Week #36 – The Lion, the Witch, and the Wardrobe by CS Lewis

Last year on Mondays we had fun with books. This year, we'll look at most of the same books but also some new ones, and see if the first line [or first paragraph] met the goal of a first line which is ==> to hook the reader's attention.

Here are some tips on writing a first line

https://www.masterclass.com/articles/tips-for-writing-the-opening-line-of-your-novel

Week #36 – The Lion, the Witch, and the Wardrobe by CS Lewis

https://en.wikipedia.org/wiki/The_Lion,_the_Witch_and_the_Wardrobe

https://gutenberg.ca/ebooks/lewiscs-thelionthewitchandthewardrobe/lewiscs-thelionthewitchandthewardrobe-00-h.html

First published: October 16, 1950

Here's what the story is about: The first book in the Chronicles of Narnia. Siblings Peter, Susan, Edmund, and Lucy, step through a wardrobe door and into Narnia, a land frozen in eternal winter and enslaved by the White Witch. Aslan the Great Lion gives his life to save one of the children and later rises from the dead, an allegory of Jesus Christ. Aslan and the children work to free Narnia from the White Witch.

First line/paragraph:

Once there were four children whose names were Peter, Susan, Edmund and Lucy. This story is about something that happened to them when they were sent away from London during the war because of the air-raids. They were sent to the house of an old Professor who lived in the heart of the country, ten miles from the nearest railway station and two miles from the nearest post office. He had no wife and he lived in a very large house with a housekeeper called Mrs. Macready and three servants. (Their names were Ivy, Margaret and Betty, but they do not come into the story much.) He himself was a very old man with shaggy white hair, which grew over most of his face as well as on his head, and they liked him almost at once; but on the first evening when he came out to meet them at the front door he was so odd-looking that Lucy (who was the youngest) was a little afraid of him, and Edmund (who was the next youngest) wanted to laugh and had to keep on pretending he was blowing his nose to hide it. 
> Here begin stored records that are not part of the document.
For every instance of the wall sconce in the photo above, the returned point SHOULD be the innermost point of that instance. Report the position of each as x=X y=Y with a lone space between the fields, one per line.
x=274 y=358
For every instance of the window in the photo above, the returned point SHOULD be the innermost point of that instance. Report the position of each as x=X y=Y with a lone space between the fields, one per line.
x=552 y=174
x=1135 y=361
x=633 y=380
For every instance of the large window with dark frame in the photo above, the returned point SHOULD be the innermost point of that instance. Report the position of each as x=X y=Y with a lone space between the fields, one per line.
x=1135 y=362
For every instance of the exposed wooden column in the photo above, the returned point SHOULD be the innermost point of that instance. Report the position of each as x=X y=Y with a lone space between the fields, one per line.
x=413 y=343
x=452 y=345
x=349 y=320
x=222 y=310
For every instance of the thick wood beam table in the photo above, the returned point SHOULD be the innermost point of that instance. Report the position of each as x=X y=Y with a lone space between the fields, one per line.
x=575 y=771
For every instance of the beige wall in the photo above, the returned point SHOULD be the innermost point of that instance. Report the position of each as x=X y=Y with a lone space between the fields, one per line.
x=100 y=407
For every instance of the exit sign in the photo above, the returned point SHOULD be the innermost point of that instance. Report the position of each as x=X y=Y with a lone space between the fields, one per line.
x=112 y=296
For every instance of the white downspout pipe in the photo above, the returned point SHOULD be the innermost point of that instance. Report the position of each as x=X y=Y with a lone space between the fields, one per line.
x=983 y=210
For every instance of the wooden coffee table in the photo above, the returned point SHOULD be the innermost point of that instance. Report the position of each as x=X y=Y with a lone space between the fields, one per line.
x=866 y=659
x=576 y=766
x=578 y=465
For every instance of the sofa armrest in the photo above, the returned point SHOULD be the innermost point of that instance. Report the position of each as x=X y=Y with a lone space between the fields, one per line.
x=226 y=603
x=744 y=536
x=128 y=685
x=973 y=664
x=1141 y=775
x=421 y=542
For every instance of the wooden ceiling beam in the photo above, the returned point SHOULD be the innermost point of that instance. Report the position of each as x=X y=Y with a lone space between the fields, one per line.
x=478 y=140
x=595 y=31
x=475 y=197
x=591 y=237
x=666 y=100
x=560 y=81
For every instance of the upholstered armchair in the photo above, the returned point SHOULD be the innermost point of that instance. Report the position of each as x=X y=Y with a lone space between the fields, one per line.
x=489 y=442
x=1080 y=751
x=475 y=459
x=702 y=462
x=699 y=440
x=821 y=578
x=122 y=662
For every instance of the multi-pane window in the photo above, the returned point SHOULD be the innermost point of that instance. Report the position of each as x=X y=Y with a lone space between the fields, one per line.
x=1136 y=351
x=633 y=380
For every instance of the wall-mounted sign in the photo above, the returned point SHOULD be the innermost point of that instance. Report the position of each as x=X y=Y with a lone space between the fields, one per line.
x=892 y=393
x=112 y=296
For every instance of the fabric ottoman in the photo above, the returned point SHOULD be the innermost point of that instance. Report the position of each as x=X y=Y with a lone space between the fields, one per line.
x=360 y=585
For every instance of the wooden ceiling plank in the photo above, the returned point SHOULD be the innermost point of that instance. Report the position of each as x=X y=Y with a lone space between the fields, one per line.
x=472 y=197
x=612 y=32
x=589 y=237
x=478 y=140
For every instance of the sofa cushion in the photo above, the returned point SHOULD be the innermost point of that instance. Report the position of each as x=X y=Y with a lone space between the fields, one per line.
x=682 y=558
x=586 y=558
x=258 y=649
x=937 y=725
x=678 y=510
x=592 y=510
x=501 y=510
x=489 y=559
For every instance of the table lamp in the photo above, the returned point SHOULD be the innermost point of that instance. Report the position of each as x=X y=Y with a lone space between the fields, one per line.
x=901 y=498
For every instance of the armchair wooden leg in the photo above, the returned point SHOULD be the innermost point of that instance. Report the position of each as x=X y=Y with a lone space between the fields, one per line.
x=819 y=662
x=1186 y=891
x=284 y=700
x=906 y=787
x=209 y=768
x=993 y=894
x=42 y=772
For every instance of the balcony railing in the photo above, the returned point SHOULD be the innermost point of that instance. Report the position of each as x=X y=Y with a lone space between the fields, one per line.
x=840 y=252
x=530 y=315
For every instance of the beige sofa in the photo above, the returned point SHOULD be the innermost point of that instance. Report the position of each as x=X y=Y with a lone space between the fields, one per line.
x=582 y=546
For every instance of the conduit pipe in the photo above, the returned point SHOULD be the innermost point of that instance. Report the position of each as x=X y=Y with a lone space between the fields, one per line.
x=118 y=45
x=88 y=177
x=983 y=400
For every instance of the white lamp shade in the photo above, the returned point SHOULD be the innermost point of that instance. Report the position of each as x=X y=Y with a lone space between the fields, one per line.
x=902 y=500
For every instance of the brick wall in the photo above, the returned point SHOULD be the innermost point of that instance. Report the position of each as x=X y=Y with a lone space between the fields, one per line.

This story has an obvious storyteller and is in omniscient POV. The first paragraph is an introduction and gives background, The reader is introduced to four children and various other characters, and we are told the children were evacuated from London because of war. We don't have anything of the plot yet, just this background. I'm not hooked yet but I'll probably give it a page or two to see if something happens.

Does this first line/paragraph hook your attention? If you had never heard of this story, would you buy this book in 2024? Knowing the story, would you change the first line? Tell us in the comments!